I think that it is right that the photo be published. I was upset by the story of the children that suffocated in the lorry; I tried to imagine the horror because I think about things like that and I empathise. I wrote to the PM asking him to help.

The photo of Aylan Kurdi seems to have done for the world at large what the news stories alone did for me. The photo is something tangible and easily shareable and it certainly has been shared a lot in the past couple of days. But it is not just the original photo and news stories that have been shared. I have seen photos that have been Photoshopped to show his lifeless body with cartoon angel wings, and a cartoon with his body lying outside a world map cordoned off with barbed wire.

I haven’t posted links to these images because I don’t agree with them. What right do people have to take this image, edit it, and flood the internet with cartooney-versions of a little boy’s death, so that forever more when people search for his name these images come up? To me, photos of his dead body, edited and added to by complete strangers is an entirely inappropriate “memorial.” I do agree with the original publication of the image because sometimes an image burns into the collective imagination and can help to change the course of history. But I do not agree with people editing and changing the image, even in “tribute.”

Who are you to take such an image, of someone else’s precious child, a child you have never met, and Photoshop it into something else? The image itself is powerful enough. That poor kid does not need angel wings.

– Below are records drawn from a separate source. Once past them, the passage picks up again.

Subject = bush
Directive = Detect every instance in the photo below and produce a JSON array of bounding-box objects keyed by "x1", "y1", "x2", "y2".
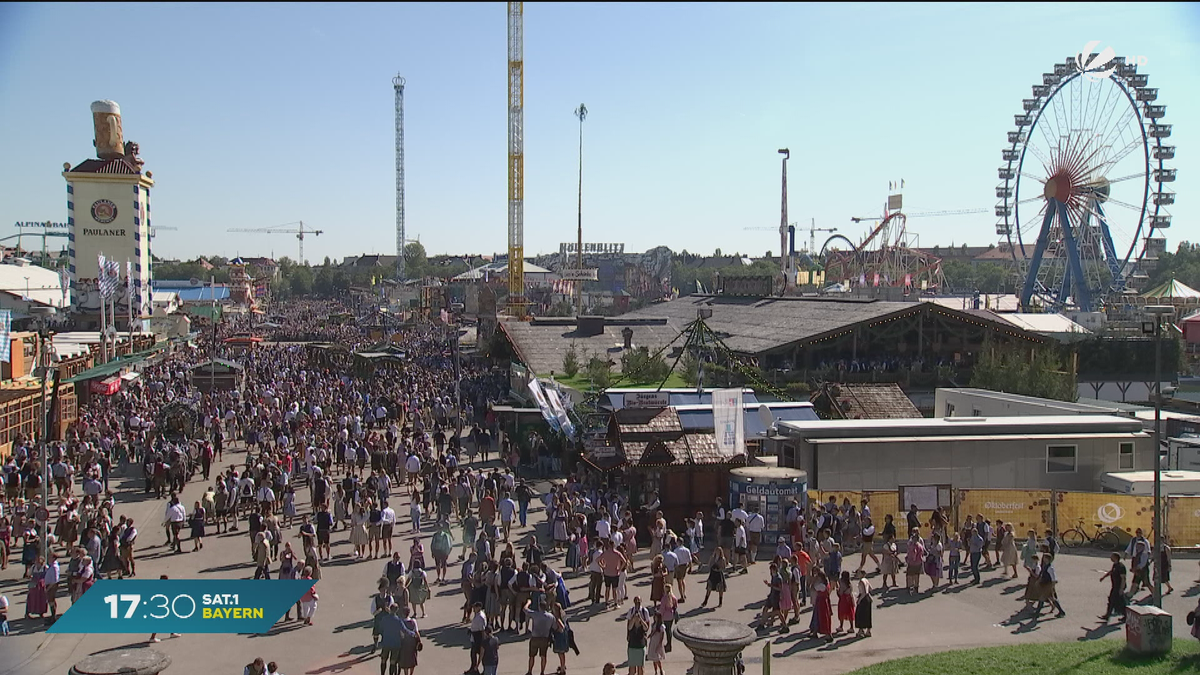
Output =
[
  {"x1": 587, "y1": 357, "x2": 612, "y2": 389},
  {"x1": 784, "y1": 382, "x2": 811, "y2": 399},
  {"x1": 563, "y1": 342, "x2": 580, "y2": 377}
]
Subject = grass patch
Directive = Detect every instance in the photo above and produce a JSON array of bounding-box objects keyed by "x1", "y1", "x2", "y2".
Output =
[
  {"x1": 851, "y1": 638, "x2": 1200, "y2": 675},
  {"x1": 547, "y1": 370, "x2": 690, "y2": 392}
]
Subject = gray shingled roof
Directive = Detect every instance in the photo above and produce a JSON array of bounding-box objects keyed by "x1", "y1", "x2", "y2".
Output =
[
  {"x1": 623, "y1": 295, "x2": 920, "y2": 354},
  {"x1": 500, "y1": 317, "x2": 684, "y2": 375},
  {"x1": 502, "y1": 295, "x2": 1048, "y2": 375}
]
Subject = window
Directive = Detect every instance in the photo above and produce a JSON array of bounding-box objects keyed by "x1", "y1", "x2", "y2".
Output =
[
  {"x1": 1046, "y1": 446, "x2": 1076, "y2": 473},
  {"x1": 1117, "y1": 442, "x2": 1133, "y2": 471}
]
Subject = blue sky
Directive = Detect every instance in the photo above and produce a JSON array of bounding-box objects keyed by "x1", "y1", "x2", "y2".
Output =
[{"x1": 0, "y1": 2, "x2": 1200, "y2": 262}]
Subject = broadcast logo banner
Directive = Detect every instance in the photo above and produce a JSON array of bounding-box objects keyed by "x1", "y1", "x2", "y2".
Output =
[{"x1": 47, "y1": 579, "x2": 316, "y2": 633}]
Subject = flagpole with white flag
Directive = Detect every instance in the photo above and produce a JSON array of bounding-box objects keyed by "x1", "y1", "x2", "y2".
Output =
[{"x1": 96, "y1": 253, "x2": 108, "y2": 363}]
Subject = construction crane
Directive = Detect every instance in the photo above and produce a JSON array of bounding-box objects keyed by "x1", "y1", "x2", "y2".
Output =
[
  {"x1": 226, "y1": 220, "x2": 324, "y2": 264},
  {"x1": 742, "y1": 219, "x2": 838, "y2": 253},
  {"x1": 508, "y1": 2, "x2": 526, "y2": 318},
  {"x1": 850, "y1": 209, "x2": 991, "y2": 222},
  {"x1": 391, "y1": 73, "x2": 404, "y2": 276}
]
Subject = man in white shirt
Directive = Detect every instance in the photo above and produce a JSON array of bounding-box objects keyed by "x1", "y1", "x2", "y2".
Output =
[
  {"x1": 496, "y1": 492, "x2": 517, "y2": 542},
  {"x1": 746, "y1": 508, "x2": 767, "y2": 565},
  {"x1": 674, "y1": 542, "x2": 691, "y2": 602},
  {"x1": 167, "y1": 497, "x2": 187, "y2": 554},
  {"x1": 596, "y1": 512, "x2": 612, "y2": 542},
  {"x1": 379, "y1": 500, "x2": 396, "y2": 557},
  {"x1": 733, "y1": 519, "x2": 750, "y2": 574},
  {"x1": 404, "y1": 453, "x2": 421, "y2": 494},
  {"x1": 257, "y1": 483, "x2": 275, "y2": 508},
  {"x1": 44, "y1": 551, "x2": 61, "y2": 617}
]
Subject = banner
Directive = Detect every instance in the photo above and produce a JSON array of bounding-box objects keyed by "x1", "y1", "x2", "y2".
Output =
[
  {"x1": 1055, "y1": 492, "x2": 1154, "y2": 542},
  {"x1": 0, "y1": 310, "x2": 12, "y2": 363},
  {"x1": 47, "y1": 579, "x2": 316, "y2": 633},
  {"x1": 959, "y1": 490, "x2": 1052, "y2": 530},
  {"x1": 529, "y1": 377, "x2": 563, "y2": 431},
  {"x1": 1166, "y1": 497, "x2": 1200, "y2": 546},
  {"x1": 713, "y1": 389, "x2": 746, "y2": 458},
  {"x1": 542, "y1": 387, "x2": 575, "y2": 438}
]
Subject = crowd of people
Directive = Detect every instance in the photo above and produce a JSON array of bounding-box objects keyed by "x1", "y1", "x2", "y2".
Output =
[{"x1": 0, "y1": 293, "x2": 1200, "y2": 675}]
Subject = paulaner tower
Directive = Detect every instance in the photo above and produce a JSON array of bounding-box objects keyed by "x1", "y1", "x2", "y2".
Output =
[{"x1": 62, "y1": 101, "x2": 154, "y2": 317}]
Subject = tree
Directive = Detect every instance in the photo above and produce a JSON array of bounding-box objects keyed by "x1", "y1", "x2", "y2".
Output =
[
  {"x1": 620, "y1": 347, "x2": 671, "y2": 384},
  {"x1": 563, "y1": 342, "x2": 580, "y2": 377},
  {"x1": 587, "y1": 357, "x2": 612, "y2": 389},
  {"x1": 971, "y1": 342, "x2": 1078, "y2": 401},
  {"x1": 1147, "y1": 241, "x2": 1200, "y2": 288},
  {"x1": 404, "y1": 241, "x2": 430, "y2": 279}
]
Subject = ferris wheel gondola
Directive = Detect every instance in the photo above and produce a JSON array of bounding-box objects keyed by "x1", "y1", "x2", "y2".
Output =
[{"x1": 996, "y1": 54, "x2": 1175, "y2": 311}]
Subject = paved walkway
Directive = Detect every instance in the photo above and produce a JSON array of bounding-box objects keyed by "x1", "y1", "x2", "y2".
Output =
[{"x1": 0, "y1": 441, "x2": 1200, "y2": 675}]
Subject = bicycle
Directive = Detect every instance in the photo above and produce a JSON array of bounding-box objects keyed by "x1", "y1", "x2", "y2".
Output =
[{"x1": 1062, "y1": 518, "x2": 1121, "y2": 551}]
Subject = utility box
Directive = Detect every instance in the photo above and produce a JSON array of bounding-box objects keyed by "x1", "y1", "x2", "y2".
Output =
[{"x1": 1126, "y1": 604, "x2": 1174, "y2": 655}]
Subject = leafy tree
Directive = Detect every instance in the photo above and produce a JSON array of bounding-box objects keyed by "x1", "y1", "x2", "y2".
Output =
[
  {"x1": 404, "y1": 241, "x2": 431, "y2": 279},
  {"x1": 587, "y1": 357, "x2": 612, "y2": 389},
  {"x1": 971, "y1": 344, "x2": 1078, "y2": 401},
  {"x1": 563, "y1": 342, "x2": 580, "y2": 377},
  {"x1": 676, "y1": 351, "x2": 700, "y2": 384},
  {"x1": 620, "y1": 347, "x2": 671, "y2": 384},
  {"x1": 1147, "y1": 241, "x2": 1200, "y2": 289}
]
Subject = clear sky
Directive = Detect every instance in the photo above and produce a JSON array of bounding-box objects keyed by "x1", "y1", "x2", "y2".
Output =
[{"x1": 0, "y1": 2, "x2": 1200, "y2": 262}]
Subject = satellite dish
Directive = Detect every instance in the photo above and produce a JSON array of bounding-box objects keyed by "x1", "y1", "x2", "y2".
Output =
[{"x1": 758, "y1": 404, "x2": 775, "y2": 429}]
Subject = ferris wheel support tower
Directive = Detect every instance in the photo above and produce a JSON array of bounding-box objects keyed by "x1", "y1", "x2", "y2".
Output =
[
  {"x1": 508, "y1": 2, "x2": 526, "y2": 318},
  {"x1": 391, "y1": 74, "x2": 404, "y2": 279}
]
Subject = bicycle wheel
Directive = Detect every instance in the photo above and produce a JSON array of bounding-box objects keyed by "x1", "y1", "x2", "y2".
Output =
[
  {"x1": 1093, "y1": 530, "x2": 1121, "y2": 551},
  {"x1": 1062, "y1": 528, "x2": 1087, "y2": 549}
]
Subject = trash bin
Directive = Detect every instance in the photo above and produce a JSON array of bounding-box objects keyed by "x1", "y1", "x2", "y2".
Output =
[{"x1": 1126, "y1": 604, "x2": 1174, "y2": 655}]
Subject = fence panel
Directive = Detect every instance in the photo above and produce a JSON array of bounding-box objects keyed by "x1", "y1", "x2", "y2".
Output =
[
  {"x1": 1166, "y1": 497, "x2": 1200, "y2": 546},
  {"x1": 1055, "y1": 492, "x2": 1154, "y2": 545},
  {"x1": 958, "y1": 490, "x2": 1054, "y2": 530}
]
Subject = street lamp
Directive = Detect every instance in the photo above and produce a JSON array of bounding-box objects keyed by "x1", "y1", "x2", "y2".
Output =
[
  {"x1": 29, "y1": 305, "x2": 58, "y2": 561},
  {"x1": 1144, "y1": 305, "x2": 1175, "y2": 608}
]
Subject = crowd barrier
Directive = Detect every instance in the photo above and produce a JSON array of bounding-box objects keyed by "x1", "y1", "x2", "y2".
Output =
[{"x1": 809, "y1": 489, "x2": 1200, "y2": 548}]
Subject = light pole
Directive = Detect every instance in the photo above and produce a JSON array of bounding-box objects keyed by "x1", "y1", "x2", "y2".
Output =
[
  {"x1": 575, "y1": 103, "x2": 588, "y2": 316},
  {"x1": 1142, "y1": 305, "x2": 1175, "y2": 608},
  {"x1": 29, "y1": 305, "x2": 58, "y2": 561}
]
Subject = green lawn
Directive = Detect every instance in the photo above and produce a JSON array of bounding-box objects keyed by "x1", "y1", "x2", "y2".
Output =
[
  {"x1": 538, "y1": 370, "x2": 690, "y2": 392},
  {"x1": 851, "y1": 638, "x2": 1200, "y2": 675}
]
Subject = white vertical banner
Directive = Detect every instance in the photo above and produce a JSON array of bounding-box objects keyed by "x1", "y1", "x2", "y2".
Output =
[{"x1": 713, "y1": 389, "x2": 746, "y2": 456}]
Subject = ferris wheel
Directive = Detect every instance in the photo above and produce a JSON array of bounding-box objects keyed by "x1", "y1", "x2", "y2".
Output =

He is not an angel, he is a victim of a heartless and unfair world.

I hate images of my children being put on the internet without my consent. Have some respect for this boy’s family and for the boy himself. By all means share the image to raise awareness but leave it as is. Unedited, it speaks a truth (but not the only truth). Aylan was not the only child who died that night and there are plenty more still in danger.

Above all, he was a little human being. A little individual with joys none of us but his grieving friends and family know. By all means we should raise awareness and help other refugees, but we should be careful not to turn the memorialisation of a little boy we have never met and didn’t care about until his lifeless body washed up on the beach AND was photographed (other children who died that night; do we even know their names?) into a collective conscience-salving.

If you edit a photo of little Aylan and share it on social media but don’t write to the PM or your MP, don’t donate to one of the charities helping the refugees, don’t speak up when people try to demonize these people, then you are not helping. You are just engaging in a ghoulish exercise in social media-fueled narcissism.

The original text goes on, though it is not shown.